PostgreSQL and Ducks: The Perfect Analytical Pairing

2025/06/16 - 10 min read

BY

PostgreSQL's row-oriented storage and MVCC design make it perfect for transactional workloads. Those same features become liabilities when you're scanning terabytes for analytical queries. The result: degraded performance for both your analytics and your production applications—a lose-lose scenario that forces difficult architectural decisions.

The good news? You don't need to waddle through a complex data warehouse setup or build elaborate ETL pipelines. This is where DuckDB and MotherDuck can help you take flight with your analytical needs while letting PostgreSQL continue to excel at what it does best.

Let's dive into how these technologies can work together, exploring the options available to you based on your specific needs, technical constraints, and how much you care about your database admin's stress levels.

Duck-Based Integration Options: The Three Paths

pg_flavors.png

When it comes to connecting PostgreSQL with the MotherDuck ecosystem, there are three distinct postgres-native approaches to consider:

DuckDB Postgres Extension: Think of this as DuckDB (either on your local machine or in MotherDuck) reaching out to your PostgreSQL database and pulling in the data it needs for analysis. DuckDB essentially "scans" your PostgreSQL data remotely.

pg_duckdb: This approach embeds a DuckDB instance directly within your PostgreSQL server process by installing the pg_duckdb extension. This lets you run DuckDB queries right inside PostgreSQL, accessing both your local data and potentially MotherDuck or other external sources.

Supabase’s etl (fka pg_replicate) (CDC): This is a Change Data Capture approach that creates a continuous data pipeline, replicating changes from PostgreSQL to another system (like MotherDuck) in near real-time using PostgreSQL's logical decoding capabilities.

Each method has its own set of tradeoffs in terms of setup complexity, performance characteristics, resource impact, and operational overhead. Let's break them down one by one.

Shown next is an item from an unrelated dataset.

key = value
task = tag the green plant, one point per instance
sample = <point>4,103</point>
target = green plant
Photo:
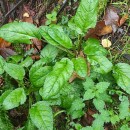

DuckDB Postgres Extension: The Simplest Path Forward

The Postgres Extension for DuckDB is straightforward and requires minimal changes to your existing setup. It operates directly with the Postgres protocol and as such as is mostly “plug and play”.

How It Works:

You load the postgres extension in your DuckDB environment, connect to your PostgreSQL database using a standard connection string, and then either attach the entire database or query specific tables. Behind the scenes, DuckDB uses PostgreSQL's efficient binary transfer protocol to read data with minimal overhead.

Copy code

-- Example using DuckDB CLI or a client library -- First, install and load the Postgres extension in DuckDB INSTALL postgres; LOAD postgres; -- Option 1: Attach the entire database (exposes tables as views in DuckDB) ATTACH 'dbname=postgres user=postgres host=127.0.0.1' AS db (TYPE postgres, READ_ONLY) as pg; SELECT count(*) FROM pg.your_pg_table WHERE status = 'active'; -- Option 2: Query a single table directly -- Use postgres_scan_pushdown to attempt filter/projection pushdown SELECT count(*) FROM postgres_scan_pushdown('host=your_pg_host user=your_user dbname=your_db password=your_password', 'public', 'your_pg_table') WHERE status = 'active';

The Good Stuff:

  • Simplicity: No changes needed on your PostgreSQL server. Just credentials and network access. Works perfectly with managed services like AWS RDS or Google Cloud SQL.
  • Flexibility: Run DuckDB wherever you want—laptop, on-premise, or in the cloud. All the analytical heavy lifting happens on the DuckDB side.
  • Isolation: Your production PostgreSQL server doesn't have to break a sweat handling complex analytical workloads.
  • Consistent Reads: Uses transactional snapshots to ensure you're getting a consistent view of your data.
  • Easy Exports: Quickly move data from PostgreSQL to other formats like Parquet, even writing directly to S3.

The Trade-offs:

  • Network Bottleneck: Data travels over the network from PostgreSQL to DuckDB, which can slow things down for large tables.
  • Limited Pushdown: While it supports some projection and filtering pushdown, complex operations can happen on the Postgres side, potentially requiring more data to be transferred than necessary.
  • Performance Ceiling: It's often faster than native PostgreSQL for complex analytics, but slower than if that same data were in DuckDB's native storage format.

Ideal For:

This approach quacks just right in a few scenarios: (1) quick, ad-hoc analysis for exploring data and working with smaller tables, (2) for building a simple full-refresh data pipeline, and lastly (3) when you can’t (or don’t want to) install extension in your PostgreSQL server. It’s a low commitment entrypoint into DuckDB Analytics on Postgres data.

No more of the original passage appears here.